Children, adolescents and opera
First, Larsen examined public broadcasting services in Scandinavia for his doctorate. He wanted to know why we need them, at a time of globalization and digitization. In this work, he sees several parallels to music organizations. In his book, he takes a look at both public broadcasting services such as the Norwegian Broadcasting Corporation (NRK), and music organizations such as the Norwegian Opera and Ballet.
He interviewed managers of large cultural organizations and studied a number of documents and newspaper discussions. In his book "Performing Legitimacy," he writes specifically about The Norwegian Opera & Ballet, Oslo Philharmonic and the Metropolitan Opera in New York. All of these organizations are working with what Larsen calls a demystification of classical music, which is done in several ways.
Oslo Philharmonic Orchestra held several public concerts. Another initiative was to adopt the Tøyen school orchestra and mentor students. The schoolchildren were invited to sit on the podium with the musicians when practicing in the concert hall.
The Norwegian National Opera & Ballet travels across the country and performs in the local cultural centers and opera houses. More than 20,000 children and young people take part each year in the activities: everything from daily guided tours to meet-the-artist to workshops and performances. Another initiative the Opera took was to install screens in the chair seats in the hall, so the audience can easily read the libretto translated into Norwegian or English. In 1995, the Metropolitan Opera in New York was the first opera house to introduce this.
- Organizations are fighting against the strong cultural narrative that opera is elite culture. At the same time, they must secure an audience for the future, since there are many elderly attendees in these houses today.

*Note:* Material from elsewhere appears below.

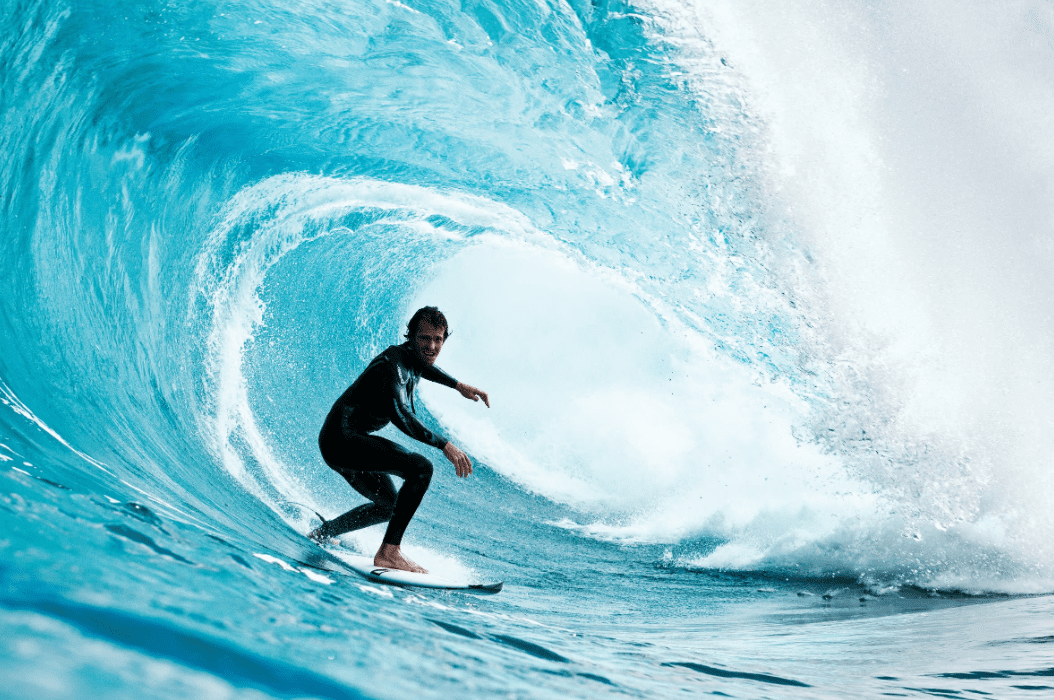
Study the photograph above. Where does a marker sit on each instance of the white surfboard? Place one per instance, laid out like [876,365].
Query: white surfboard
[365,566]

Those who work with this are passionate, and they want as many people as possible to take part, says Larsen.
Clapping in the wrong place
Former opera director Tom Remlov described in one of opera's brochures an incident that illustrates this mindset. He had two women from a Russian theater in one of the Opera orchestra chamber concerts when the unthinkable happened: the audience clapped after the first movement.

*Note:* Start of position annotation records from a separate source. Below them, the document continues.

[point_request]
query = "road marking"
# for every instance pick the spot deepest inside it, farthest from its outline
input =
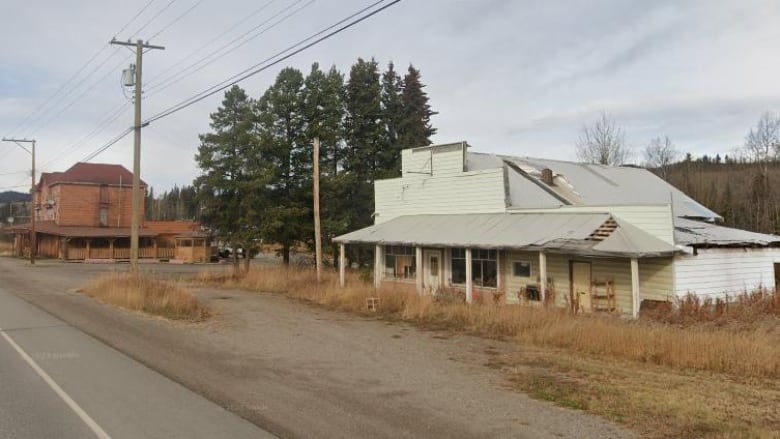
(99, 432)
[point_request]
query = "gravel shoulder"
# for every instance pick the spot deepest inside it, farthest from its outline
(301, 371)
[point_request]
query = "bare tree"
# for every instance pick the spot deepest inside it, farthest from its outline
(660, 153)
(763, 142)
(602, 143)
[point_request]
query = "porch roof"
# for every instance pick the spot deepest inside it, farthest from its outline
(50, 228)
(568, 233)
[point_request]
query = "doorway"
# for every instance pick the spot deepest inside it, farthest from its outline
(433, 267)
(580, 286)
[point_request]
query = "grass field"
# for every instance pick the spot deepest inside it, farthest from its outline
(704, 370)
(146, 294)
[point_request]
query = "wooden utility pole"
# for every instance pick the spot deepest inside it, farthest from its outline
(33, 235)
(135, 219)
(317, 232)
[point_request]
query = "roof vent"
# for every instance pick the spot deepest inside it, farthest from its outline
(547, 176)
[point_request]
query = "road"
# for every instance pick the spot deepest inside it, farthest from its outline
(294, 370)
(57, 382)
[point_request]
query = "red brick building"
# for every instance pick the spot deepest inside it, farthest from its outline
(85, 212)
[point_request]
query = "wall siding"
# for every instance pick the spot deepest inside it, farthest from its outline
(720, 271)
(653, 219)
(465, 192)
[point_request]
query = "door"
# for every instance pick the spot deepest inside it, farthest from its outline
(433, 268)
(580, 285)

Remlov wrote, "I leaned over to the nearest woman and apologized on behalf of the nation, and stressed that our traditions do not go as far back as they do in Russia. Then she cheerfully shook her head and said, ‘So it is with us too. You should enjoy it. That means you have obtained a new audience!’ ”

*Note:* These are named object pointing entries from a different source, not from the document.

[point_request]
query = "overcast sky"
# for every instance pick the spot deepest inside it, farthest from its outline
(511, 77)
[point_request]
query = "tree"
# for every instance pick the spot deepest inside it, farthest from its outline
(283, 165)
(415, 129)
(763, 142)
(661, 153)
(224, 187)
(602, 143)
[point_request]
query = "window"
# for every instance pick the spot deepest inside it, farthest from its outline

Of course, wrote Remlov.It is precisely this audience he wants - "who does not necessarily know what they are going to, but are excited by what they get."
- The leaders of the Norwegian Opera and Ballet and the Oslo Philharmonic want to convince the people that is not a big deal to see a classical music concert. One does not need to dress up or learn all codes. To come and appreciate the music is paramount. Once one goes to the concert, perhaps the many of the regulars may be irritated if you do not behave according to the codes, such as clapping at the wrong time. Then one will be trained by the audience, says Larsen.
Independence is important for public broadcasting
Larsen writes not only about music houses in the book, but also about public broadcasting services in Norway, Sweden and Denmark. They have different challenges than the classical music organizations, but even these groups must constantly work to legitimize themselves. They do this by arguing of the need for independent media operators who are not driven by commercial forces or by the state.
- A key to the success and for the legitimacy of NRK is that the state provides the funding, but does not intervene in content Production and demand editorial freedom. The value of this has been highlighted by the editor in-chief many times. One should be confident that NRK does not create programs to satisfy certain players. NRK's mission is to bring information, knowledge and entertainment to the public, says Larsen.
Although NRK is criticized by both commercial operators and politicians, they have a strong position in Norwegian society. According to surveys, NRK is among the highest-ranking organizations in public trust.
- People want an independent news organization, but the economic model is a tough nut to crack. The viewing fee is a bit old-fashioned way to collect money, says Håkon Larsen.